誰かがここにいる。誰かって言ったらひとりしかいないだろ。
俺はその布団の塊のところで屈んで突っついてみる。するとう~んとうなって動いた。それから若い柔らかな女の声が聞こえた。
「・・・・・後、5分」
「いや、後5分ってもう昼間だぞ」
すでに太陽は外を明るく照らしている時間だぞ。
「・・・・・夜行性に向かって起きろって言うのは理不尽ですぅ」
「はぁ?」
何言ってるの?つか、後5分で起きるって言ってなかったか?なんで夜行性が出てきたんだよ?
「それは夜行性でない動物に向かって夜だから起きろよって強要しているのといっしょですぅ」
「いや、何を」
「よって、夜行性である私を起こさないでほしいですぅ。おやすみなさい」
「いや、寝るな!」
それだけしゃっべったんだから起きてるだろ!
「国分教太。その程度は甘いっしょ」
風夏がやって来ると思い切り布団を吹きはがそうとしたが布団の中の主はそれを拒んだ。
「起きなさい。もう朝よ」
「・・・・・後、5分」
それさっき聞いた。
「もう昼間」
「・・・・・夜行性に向かって起きろって言うのは理不尽ですぅ」
あれ?これもさっき聞いたぞ。
「それは夜行性でない動物に向かって夜だから起きろよって強要しているのといっしょですぅ。よって、夜行性である私を起こさないでほしいですぅ。おやすみなさい」
全く同じセリフを布団の中の主は一字一句間違えずに言い放ったぞ。
「起きなさい」
再び風夏が布団を引っ張ると。
「・・・・・後、5分」
「小細工を。サイトー!」
見ているだけだったサイトーもやれやれと呆れながらソファーから立ち上がって風夏と共に布団を引きはがそうとするが剥がれない。
「国分に城野さんも手伝って!」
サイトーに言われていっしょになって布団を引っ張るがうんともすんとも言わない。
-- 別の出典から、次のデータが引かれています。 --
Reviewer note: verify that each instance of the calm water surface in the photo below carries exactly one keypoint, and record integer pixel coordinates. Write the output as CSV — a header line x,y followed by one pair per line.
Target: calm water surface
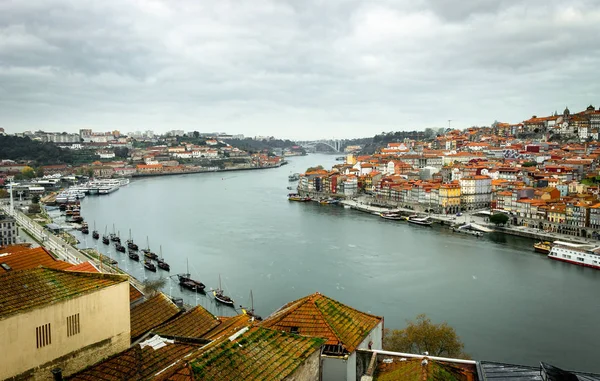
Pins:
x,y
507,303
どれだげ引っ張っても布団が引きちぎれる勢いで力いっぱい引っ張っても全然剥がせる気がしない。
「よって、夜行性である私を起こさないでほしいですぅ。おやすみなさい」
3度目にもなるとそのセリフもウザさを感じる。
「ハンナめ、結界張ってるっしょ」
風夏が尋ねると。
「・・・・・後、5分」
全く同じセリフが返って来た。どうやら、何か音声を登録してなんか条件が整った時にだけ流れるような仕組みをした魔術でも仕込んでいるのだろうと勝手に予測するがそんな魔術存在するのか?
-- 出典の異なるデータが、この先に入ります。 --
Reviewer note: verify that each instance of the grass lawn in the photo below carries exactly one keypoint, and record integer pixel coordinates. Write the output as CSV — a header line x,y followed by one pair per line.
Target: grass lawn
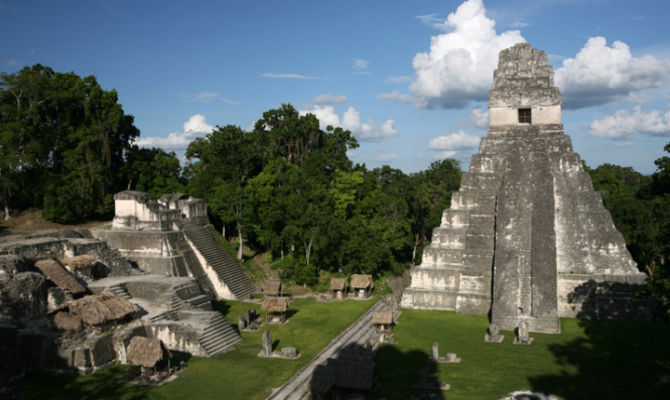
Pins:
x,y
588,360
237,374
「やはり、ここは一度パンチの利いた寝起きドッキリを」
とコートの中からカードと十字架を取り出した。それを見たサイトーが風夏を抑え込む。
「待つんや!今あんたが暴れたらプレハブ小屋が吹き飛ぶで!」
「こんなオンボロ小屋吹き飛ばしたところで何ら損害はないっしょ。今すぐこいつを私の魔術で起こさないと気が済まない」
「あんたの気晴らしはもっと広い障害物のないところで周りに人がいないことを確認してから使えや!」
なんだよ。その取扱説明書みたいない説得は。
「あ~。そこにいたんだ」
俺たちが騒いでいるとこに奥からレナが戻って来た。
「また、そんなところで寝てるの?風邪ひくよ」
「・・・・・後、5分」
もう、何度目だよ!
「ハンナはまた遅くまで起きたの?」
「・・・・・夜行性に向かって起きろって言うのは理不尽ですぅ」
どれだけ言っても同じことしか言わないぞ。
「夜更かしは美容の敵じゃないの?」
「それは夜行性でない動物に向かって夜だから起きろよって強要しているのといっしょですぅ」
これほどに会話がかみ合っていない会話を見るのは初めてだぞ。
「せっかく会うならきれいなハンナがいいと思うよ。あの人もきっと」
「よって、夜行性である私を起こさないでほしいですぅ。おやすみなさい」
あの人って誰だよ。優しく語りかけるレナの言葉に布団の中の主がついに自分から動き出した。そして、ようやく姿を現した。前をボタンで閉めるタイプの赤のパジャマに身を包んでいて眠そうに半目だけ開けた瞳は黒く、毛先が自由に跳ねまくった茶褐色の髪に低い鼻。その童顔とその容姿から俺の予想していた魔女の容姿とはかけ離れた存在だった。顔とパジャマのずれて絞められているボタンの隙間から垣間見られる肌のつやは若さを証明していた。
かくんかくんと今にも寝てしまいそうなイム・ハンナをレナが手を引いて立たせる。
「紹介するよ。この子がイム。ハンナだよ」
イム・ハンナの眠そうな目がゆっくりと開いて俺と目が合った。別に運命的出会いとか劇的な出会いとかでもないどこにでもあるようなラブコメみたいな出会い方を俺とイム・ハンナは―――ハンナはしたのだ。この時はこの子が本当に魔女なのかと疑問を隠しきれなかった。